En fait, la puissance virale de l'émission est telle qu'il n'est même pas nécessaire d'avoir un abonnement à Netflix pour s'y familiariser. Dans de nombreux cas, on rapporte (comme dans l'article du Monde) que les enfants regardent des clips sur TikTok - une usine à contenu alimentée par l'intelligence artificielle - de courtes vidéos centrées sur des scènes cinétiques et violentes interagissent avec les filtres de l'application. Comme dans le cas du modèle de Netflix, fondé sur les données, la puissance virale de ces clips conduirait à orienter davantage le même contenu vers les utilisateurs, y compris les enfants.

Avec une telle exposition, le spectacle entraîne inévitablement l’imitation, comme nous pouvons le voir avec les enfants, qui tentent de reproduire les scènes de la série au sein de leurs groupes de pairs. On le sait, l’imitation fait partie de la nature humaine, surtout chez les très jeunes.


Il ne fait aucun doute que Squid Game, dont le réalisateur/scénariste coréen Hwang Dong-hyuk a cherché à faire une "allégorie de la société capitaliste moderne", est une création intelligente : elle est implacable dans la cruauté qui se déchaîne sur des protagonistes sans défense, parfois par les mêmes personnages. Motivés par un énorme prix en espèces, les participants au jeu, qui ressemble à un camp de concentration, semblent nouer des allégeances, mais se trahissent à plusieurs reprises. 


Il ne fait également aucun doute qu'il s'agit d'une vision sombre de la nature humaine, et c’est loin d'être une vision du monde que nous devrions offrir à nos jeunes enfants. Pourtant, le scénario impitoyable a su capturer une large audience, déjà affectée par la pandémie. Si l'on admet la liberté du travail créatif, il faut se garder de normaliser les actes de violence, déjà accentués par la crise sanitaire.

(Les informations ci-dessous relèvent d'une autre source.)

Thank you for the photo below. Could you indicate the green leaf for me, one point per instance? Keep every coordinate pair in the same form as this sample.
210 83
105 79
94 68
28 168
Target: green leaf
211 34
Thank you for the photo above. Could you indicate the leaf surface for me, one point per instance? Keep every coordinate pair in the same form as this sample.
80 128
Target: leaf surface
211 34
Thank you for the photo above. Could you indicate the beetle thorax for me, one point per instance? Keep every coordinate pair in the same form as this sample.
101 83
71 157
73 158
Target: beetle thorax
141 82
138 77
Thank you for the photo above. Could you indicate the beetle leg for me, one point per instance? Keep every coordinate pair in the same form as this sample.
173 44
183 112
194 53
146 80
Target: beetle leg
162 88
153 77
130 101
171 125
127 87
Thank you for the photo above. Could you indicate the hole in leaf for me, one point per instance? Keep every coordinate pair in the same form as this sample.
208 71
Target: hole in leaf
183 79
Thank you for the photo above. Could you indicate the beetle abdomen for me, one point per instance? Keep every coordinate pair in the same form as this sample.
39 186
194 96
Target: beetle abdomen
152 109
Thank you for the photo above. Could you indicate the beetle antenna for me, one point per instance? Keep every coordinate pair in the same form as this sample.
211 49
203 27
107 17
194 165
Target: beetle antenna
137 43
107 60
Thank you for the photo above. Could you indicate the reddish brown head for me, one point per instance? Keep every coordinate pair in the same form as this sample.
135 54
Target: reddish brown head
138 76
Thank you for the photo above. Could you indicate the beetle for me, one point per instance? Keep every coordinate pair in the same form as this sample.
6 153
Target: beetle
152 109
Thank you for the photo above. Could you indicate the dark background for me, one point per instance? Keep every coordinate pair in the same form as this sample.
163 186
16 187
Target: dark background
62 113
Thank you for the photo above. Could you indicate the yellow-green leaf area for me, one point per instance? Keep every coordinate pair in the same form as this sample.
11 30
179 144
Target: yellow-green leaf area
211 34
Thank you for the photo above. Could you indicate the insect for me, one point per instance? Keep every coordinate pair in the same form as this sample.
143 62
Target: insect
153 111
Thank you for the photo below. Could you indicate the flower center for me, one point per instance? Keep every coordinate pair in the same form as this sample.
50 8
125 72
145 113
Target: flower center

Peut-être devrions-nous nous efforcer de mettre en lumière les aspects positifs de notre monde, en partageant des histoires bienveillantes avec nos enfants. En choisissant des contenus porteurs d'un certain optimisme et d’une intégrité éthique, nous pourrions commencer à enseigner aux algorithmes qui suivent nos goûts que tout ce que nous voulons consommer, ne doit pas être constitué de tant de brutalité et de négativité.